Apprentissage et transmission
L'apprentissage se réalise en deux temps pour André et René Tremblay. D'abord, c'est leur oncle maternel, Joe Lavoie, un forestier métis capable de tout faire avec une simple hache, qui leur montre comment travailler en forêt à partir de rien. Cet oncle leur transmet sur une longue période des connaissances, des savoir-faire liés au travail en forêt, le goût de la forêt et l'assurance d'y vivre. Tous ces savoirs et expériences sont utiles en plusieurs contextes de vie en forêt, notamment lors de la construction du camp de chasse. Ensuite, c'est un collègue de travail d'André, Paul Émond, qui s'avère le maître d'oeuvre de la construction du camp. Comme il avait déjà réalisé plusieurs camps similaires, c'est lui qui guide les travaux durant toute leur durée à l'hiver 1980. La durée d'apprentisage équivaut à la durée de construction de ce camp, soit quelques fins de semaines pendant environ 1 mois. La construction d'un camp comme celui-ci se fait une seule fois, car il est conçu pour avoir une durée de vie relativement longue s'il n'est pas abandonné. C'est pour cette raison qu'il n'y a pas de transmission comme telle de la pratique de construction d'un camp.
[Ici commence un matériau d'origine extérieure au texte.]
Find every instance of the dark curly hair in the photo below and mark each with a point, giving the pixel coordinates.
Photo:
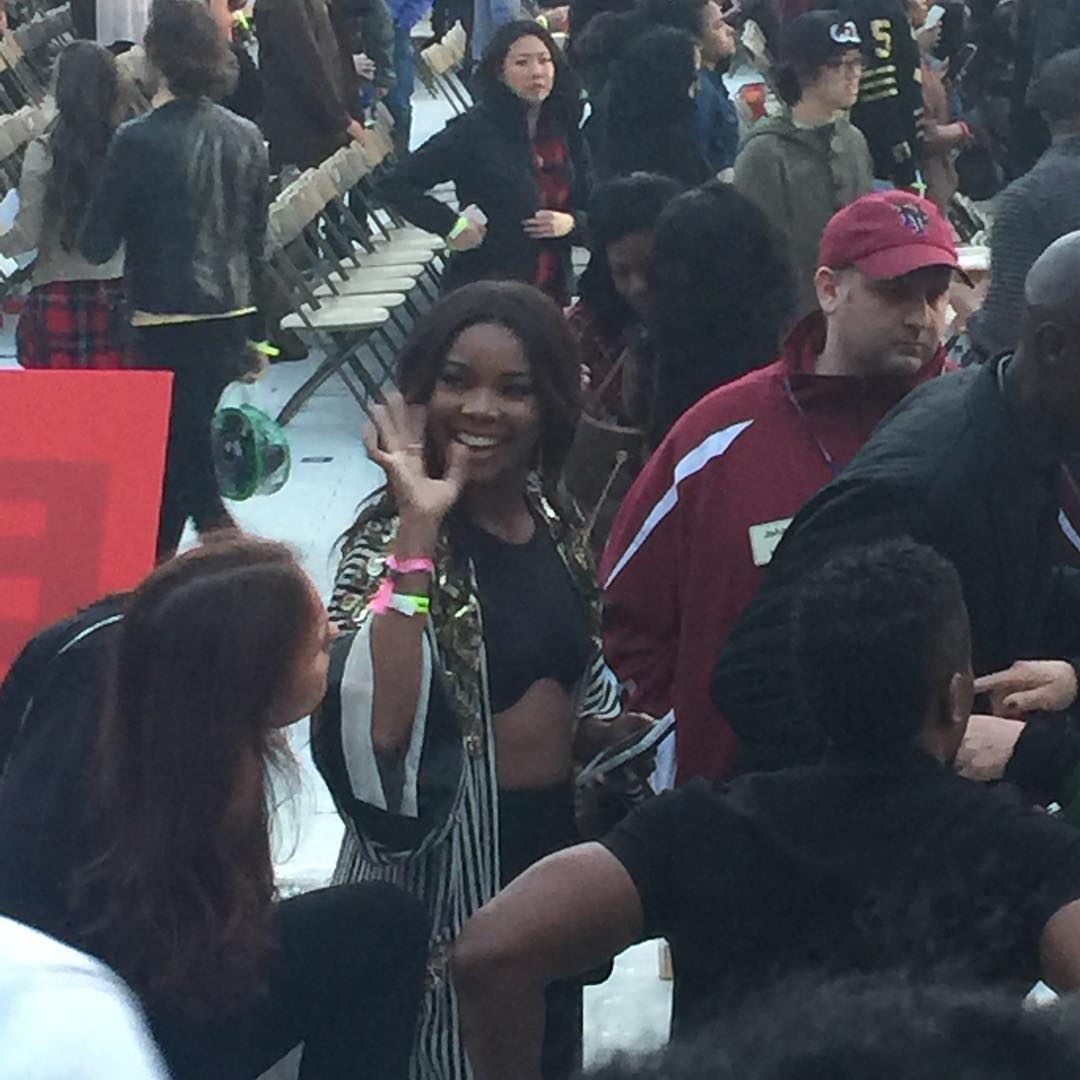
(1055, 90)
(881, 1026)
(185, 44)
(619, 207)
(723, 295)
(650, 108)
(177, 888)
(875, 633)
(86, 92)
Par contre, les frères Tremblay sont fiers de cette réalisation et n'hésite pas à en parler aux gens intéressés, parents et amis, qui viennent le visiter.
Historique général
André, né en 1945, et René, né en 1943, procèdent à la construction d’un camp de chasse en 1980. Les deux frères résident 6 mois à Chicoutimi durant la saison hivernale et au lac Xavier l’autre moitié de l’année, dans la municipalité de Saint-Fulgence. Ils détiennent une formation de niveau universitaire, le premier en génie et le second en administration (finances). Leur résidence du lac Xavier est considérée comme un chalet tandis que le camp de chasse au lac Balancine est utilisé comme mode d'habitation lors des activités saisonnières de pêche et de chasse. Afin de remédier à la détérioration de la base du camp, André et René procèdent en 2006 à son relèvement du sol. Après 26 ans d'existence et d'utilisation, le camp ainsi relevé verra sa durée de vie prolongée de plusieurs années. La circulation d'air sous le plancher diminuera l'humidité et évitera la pourriture de la base. Des «trusts» sont aussi ajoutés à l'intérieur pour solidifier la toiture et l'aider à faire face aux chutes de neige importantes dans la région. Aujourd'hui ce camp sert de remise (petit entrepôt pour le matériel de chasse et pêche) du camp à deux étages, plus sophistiqué et construit à proximité du premier par André et René. Malgré ce changement d'usage, le camp pourrait sans problème retrouver ses fonctions d'origines d'habitation en forêt car tous ses éléments sont encore fonctionnels. Un des traits les plus caractéristiques de ce camp de chasse à sa construction était l'emploi de la tôle pour le recouvrement du toit. Cette actualisation a été rendue possible grâce à la disponibilité des motoneiges pour transporter la tôle jusqu'au site de construction en pleine forêt l'hiver. Les premiers métis ne disposaient évidemment pas de cette technologie et utilisaient le bois.